Women also play crucial roles in the health of their households, which are ground zero for disease identification and eradication. During a pandemic, the first sign of illness is typically reported to a female household leader—a mother, aunt, or grandmother—who serves as primary decision-maker regarding treatment, isolation, and reporting. Pandemic preparedness strategies should fund, develop, and distribute digital tools to capture this data. Systems that capitalize on household-level information, rather than wait for individuals to report their illness or present themselves for treatment, could help global health systems control transmission.
Training and digital tools, provided by national health systems and tailored to women’s roles as front-line workers and household leaders, could lead to more targeted use of medical facilities—preventing overburdening with conditions that could be treated virtually. It would also improve timely reporting to health-care authorities, which in turn would advance early disease detection, control, and prevention.

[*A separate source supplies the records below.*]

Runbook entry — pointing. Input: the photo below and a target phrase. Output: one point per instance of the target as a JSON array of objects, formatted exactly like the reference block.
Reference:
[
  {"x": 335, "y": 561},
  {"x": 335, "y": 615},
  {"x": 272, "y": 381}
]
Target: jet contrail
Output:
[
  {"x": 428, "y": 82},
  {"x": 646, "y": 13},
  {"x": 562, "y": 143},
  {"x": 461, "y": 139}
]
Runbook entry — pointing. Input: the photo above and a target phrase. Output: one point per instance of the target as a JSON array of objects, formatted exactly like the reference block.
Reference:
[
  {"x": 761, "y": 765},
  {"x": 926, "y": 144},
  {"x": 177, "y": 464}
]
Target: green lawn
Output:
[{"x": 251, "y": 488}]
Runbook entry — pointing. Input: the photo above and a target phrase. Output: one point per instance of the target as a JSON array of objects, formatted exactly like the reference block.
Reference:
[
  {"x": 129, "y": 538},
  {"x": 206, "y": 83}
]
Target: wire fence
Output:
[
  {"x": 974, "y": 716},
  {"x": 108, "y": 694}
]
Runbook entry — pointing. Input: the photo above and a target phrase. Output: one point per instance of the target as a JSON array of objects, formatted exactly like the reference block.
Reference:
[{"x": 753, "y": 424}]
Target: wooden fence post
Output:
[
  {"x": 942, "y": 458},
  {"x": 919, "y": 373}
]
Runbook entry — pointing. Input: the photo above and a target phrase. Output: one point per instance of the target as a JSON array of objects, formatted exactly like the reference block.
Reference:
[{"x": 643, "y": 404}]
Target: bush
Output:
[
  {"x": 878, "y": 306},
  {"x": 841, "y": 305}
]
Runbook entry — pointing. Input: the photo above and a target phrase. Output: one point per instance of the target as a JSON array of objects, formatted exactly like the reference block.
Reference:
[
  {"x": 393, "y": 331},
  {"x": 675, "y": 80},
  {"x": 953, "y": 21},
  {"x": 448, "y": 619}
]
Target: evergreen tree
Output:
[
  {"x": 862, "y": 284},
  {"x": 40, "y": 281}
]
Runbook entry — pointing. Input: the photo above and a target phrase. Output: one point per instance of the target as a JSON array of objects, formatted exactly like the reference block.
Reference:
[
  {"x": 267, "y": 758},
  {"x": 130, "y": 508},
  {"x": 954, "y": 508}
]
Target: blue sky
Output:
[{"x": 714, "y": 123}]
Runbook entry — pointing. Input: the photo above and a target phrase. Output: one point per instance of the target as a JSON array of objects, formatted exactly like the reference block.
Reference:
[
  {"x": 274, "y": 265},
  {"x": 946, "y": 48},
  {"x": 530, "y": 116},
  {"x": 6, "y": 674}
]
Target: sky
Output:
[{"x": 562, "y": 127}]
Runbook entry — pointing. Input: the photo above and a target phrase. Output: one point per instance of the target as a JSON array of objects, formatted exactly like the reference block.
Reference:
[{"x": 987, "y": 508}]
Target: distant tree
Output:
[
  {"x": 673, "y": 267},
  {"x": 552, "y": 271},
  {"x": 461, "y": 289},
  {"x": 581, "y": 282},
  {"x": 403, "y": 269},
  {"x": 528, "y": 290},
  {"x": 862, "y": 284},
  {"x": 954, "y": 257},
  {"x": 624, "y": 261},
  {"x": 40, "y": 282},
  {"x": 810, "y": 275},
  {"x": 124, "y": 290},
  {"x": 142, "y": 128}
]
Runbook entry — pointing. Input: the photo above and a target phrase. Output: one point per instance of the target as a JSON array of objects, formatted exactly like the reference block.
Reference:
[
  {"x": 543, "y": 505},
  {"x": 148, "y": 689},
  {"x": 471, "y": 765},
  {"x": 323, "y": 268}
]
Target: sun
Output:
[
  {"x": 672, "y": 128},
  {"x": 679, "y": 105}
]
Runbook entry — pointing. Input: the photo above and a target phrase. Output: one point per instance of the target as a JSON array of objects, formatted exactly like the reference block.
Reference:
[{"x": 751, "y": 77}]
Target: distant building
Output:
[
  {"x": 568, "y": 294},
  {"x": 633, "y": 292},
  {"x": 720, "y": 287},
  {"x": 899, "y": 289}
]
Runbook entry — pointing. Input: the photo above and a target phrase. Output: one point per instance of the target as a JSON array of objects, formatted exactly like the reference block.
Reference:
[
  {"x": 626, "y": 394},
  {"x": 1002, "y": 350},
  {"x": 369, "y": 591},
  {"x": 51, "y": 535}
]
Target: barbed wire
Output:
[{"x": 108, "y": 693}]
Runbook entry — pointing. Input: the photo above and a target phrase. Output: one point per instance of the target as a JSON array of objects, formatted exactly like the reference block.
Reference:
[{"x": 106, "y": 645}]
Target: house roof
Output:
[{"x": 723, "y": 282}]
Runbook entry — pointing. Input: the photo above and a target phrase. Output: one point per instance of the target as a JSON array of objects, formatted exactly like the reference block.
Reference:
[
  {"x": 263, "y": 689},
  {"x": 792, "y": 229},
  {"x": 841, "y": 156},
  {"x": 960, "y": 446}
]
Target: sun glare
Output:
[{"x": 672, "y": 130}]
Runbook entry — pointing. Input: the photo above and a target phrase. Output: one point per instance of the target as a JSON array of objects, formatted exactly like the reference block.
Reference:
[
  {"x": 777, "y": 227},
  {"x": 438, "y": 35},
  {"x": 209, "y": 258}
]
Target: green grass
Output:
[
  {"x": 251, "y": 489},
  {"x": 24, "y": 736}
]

Artificial intelligence-enabled systems that are gender-sensitive could improve health systems, too. For example, these systems could build in medical advice in responses that explicitly reflect women’s role as health-care givers in their families. Such reforms would benefit women and their families. Women being able to provide care to extended family members based on better medical evidence would increase the quality of care and health outcomes, as well as lower costs—and provide women with new marketable skills.
Furthermore, women represent a massive, untapped group of leaders the world over. In addition to underrepresentation in political leadership, gender inequity is a persistent problem across global health organizations: in ministries of health; delegations to global bodies; and donor institutions. Research shows that gender diversity correlates with better governance, decreased corruption, and increased support for public health reforms. Women’s participation in governance is also linked to increased likelihood of finding common ground across political divides—an advantage in an era in which even wearing a facemask has become controversial.
Amid the peak of the first wave of the pandemic, in May 2020, countries with women in positions of leadership had death rates that were six times lower than countries led by men. Women-led countries locked down earlier and had higher rates of testing and lower absolute COVID-19 cases than peer countries led by men.
Finally, women leaders are more likely to address concerns related to gender equality—a perspective that is critical to recovery, given the pandemic’s disproportionate effect on women. But this is all too rare: A recent CARE study found that the majority of 30 countries examined did not have a gender-inclusive COVID-19 response. Government failure to implement gender-equitable reactions leaves issues such as gender-based violence and reduced access to sexual and reproductive health services largely unaddressed, despite their effects on community well-being.
COVID-19 will not be the last pandemic. As the world seeks to recover from the current health crisis and strives to prepare for the next one, the global health community should capitalize on the talents and strategies of women—from the household level to the national stage. Investing in women’s full participation in and leadership of global health response efforts promises a healthier, more prosperous, and more secure future for all.